Acreditamos que, antes de mais nada, é preciso enfrentar as causas imediatas da violência letal contra os jovens, seja aquela decorrentes da socialização  violenta pelo crime – situação em que muitos desses jovens se encontram devido ao controle do território em que vivem pelo tráfico ou gangues criminosas -, seja aquela executada por grupos de extermínio ou policiais. Recuperar para o estado o controle dos territórios sob domínio de grupos armados e reformular as polícias são aspectos fundamentais de uma estratégia emergencial de redução da violência letal de adolescentes e jovens. No médio e longo prazo, o investimento massivo em educação e cultura é fundamental, mas não apenas a partir de uma perspectiva formal, mas valorizando as expressões culturais e saberes construídos a partir da vivência desses próprios jovens e das comunidades nas quais se encontram inseridos. Muitos se referem a isso como “cultura de periferia”, mas eu prefiro falar simplesmente de cultura, na sua diversidade de expressões e não apenas aquelas que ressoam junto aos estereótipos que a sociedade e os meios de comunicação costumam incorporar como sendo a expressão cultural “da periferia”. De resto, levar o estado de direito a todos os lugares e pessoas, sem exceção, e dirigir o investimento público para onde mais precisa, com políticas efetivas de redução das desigualdades, combate à pobreza e geração de empregos e oportunidades para os jovens, é fundamental na afirmação de uma cultura do direito, efetivamente, generosa e universal, incompatível com os processos de segregação e exclusão social com o qual ainda convivemos no Brasil.
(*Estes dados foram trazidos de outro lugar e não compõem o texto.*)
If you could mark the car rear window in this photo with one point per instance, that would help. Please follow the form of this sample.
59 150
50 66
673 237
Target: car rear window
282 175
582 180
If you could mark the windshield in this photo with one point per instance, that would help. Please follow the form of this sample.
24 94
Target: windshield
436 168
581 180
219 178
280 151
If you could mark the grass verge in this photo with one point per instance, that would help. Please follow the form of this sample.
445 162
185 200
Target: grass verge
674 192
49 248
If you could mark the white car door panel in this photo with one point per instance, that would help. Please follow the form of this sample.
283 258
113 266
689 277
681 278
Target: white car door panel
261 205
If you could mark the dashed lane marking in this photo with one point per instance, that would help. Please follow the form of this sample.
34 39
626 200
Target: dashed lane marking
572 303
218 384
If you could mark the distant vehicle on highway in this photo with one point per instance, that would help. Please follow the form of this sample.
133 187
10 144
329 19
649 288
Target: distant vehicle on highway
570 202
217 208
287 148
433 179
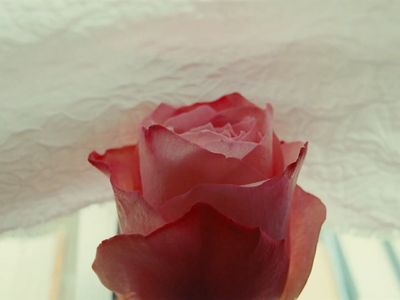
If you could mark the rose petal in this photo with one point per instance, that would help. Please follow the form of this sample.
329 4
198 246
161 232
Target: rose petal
225 102
219 143
307 215
170 166
203 255
162 113
185 121
290 151
135 215
238 114
121 165
265 205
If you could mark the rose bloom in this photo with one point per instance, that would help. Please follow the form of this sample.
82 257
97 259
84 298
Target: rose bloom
209 207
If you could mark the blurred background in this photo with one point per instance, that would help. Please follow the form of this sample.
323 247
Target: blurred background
78 75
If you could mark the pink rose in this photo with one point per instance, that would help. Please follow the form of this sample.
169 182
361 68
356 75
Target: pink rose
209 207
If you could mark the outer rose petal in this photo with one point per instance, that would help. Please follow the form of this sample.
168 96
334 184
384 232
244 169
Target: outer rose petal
194 118
290 151
134 214
203 255
121 165
307 215
170 166
266 205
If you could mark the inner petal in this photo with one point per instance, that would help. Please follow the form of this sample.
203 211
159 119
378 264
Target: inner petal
194 118
219 143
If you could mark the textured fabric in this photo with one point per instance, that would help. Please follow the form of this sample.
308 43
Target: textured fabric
71 73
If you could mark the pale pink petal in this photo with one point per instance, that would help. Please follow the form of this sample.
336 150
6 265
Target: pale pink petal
307 215
171 166
134 214
218 143
121 165
249 127
185 121
266 205
290 151
201 256
238 114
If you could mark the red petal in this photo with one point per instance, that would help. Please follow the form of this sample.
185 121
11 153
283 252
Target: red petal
171 166
290 151
307 215
265 205
203 255
160 114
194 118
121 165
134 214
Quais os temas que terão destaque no trabalho desenvolvido pela Anistia aqui no país?

É importante sublinhar que a agenda de direitos humanos é necessariamente uma agenda que dialoga de uma forma muito próxima da agenda de cidadania, democracia e da justiça social. Nesse sentido, os temas prioritários para Anistia no Brasil serão a questão da segurança pública, a reforma da polícia e a violência letal, inclusive a situação prisional. Uma outra área que definimos como prioritária é aquela vinculada à violação do direito humano à moradia. Despejos são práticas ilegais que várias populações em situação de risco sofrem como consequencia do redesenho e a reformulação do espaço urbano, à luz dessas grandes iniciativas de reformas decorrentes dos megaeventos da Copa do Mundo e das Olimpíadas. Anistia Internacional está muito preocupada com o impacto que essa grande intervenção urbana vai causar sobre a vida das pessoas, principalmente aquelas que estão em situação de maior vulnerabilidade devido à pobreza e às desigualdades sociais.  AI no Brasil também prestará atenção à questão indígena e às consequências sobre as comunidades locais dos projetos de infraestrutura e desenvolvimento, como a Usina de Belo Monte, no Pará. Também dedicaremos atenção à política externa brasileira e ao posicionamento do país em relação a violações de direitos em outras partes do mundo.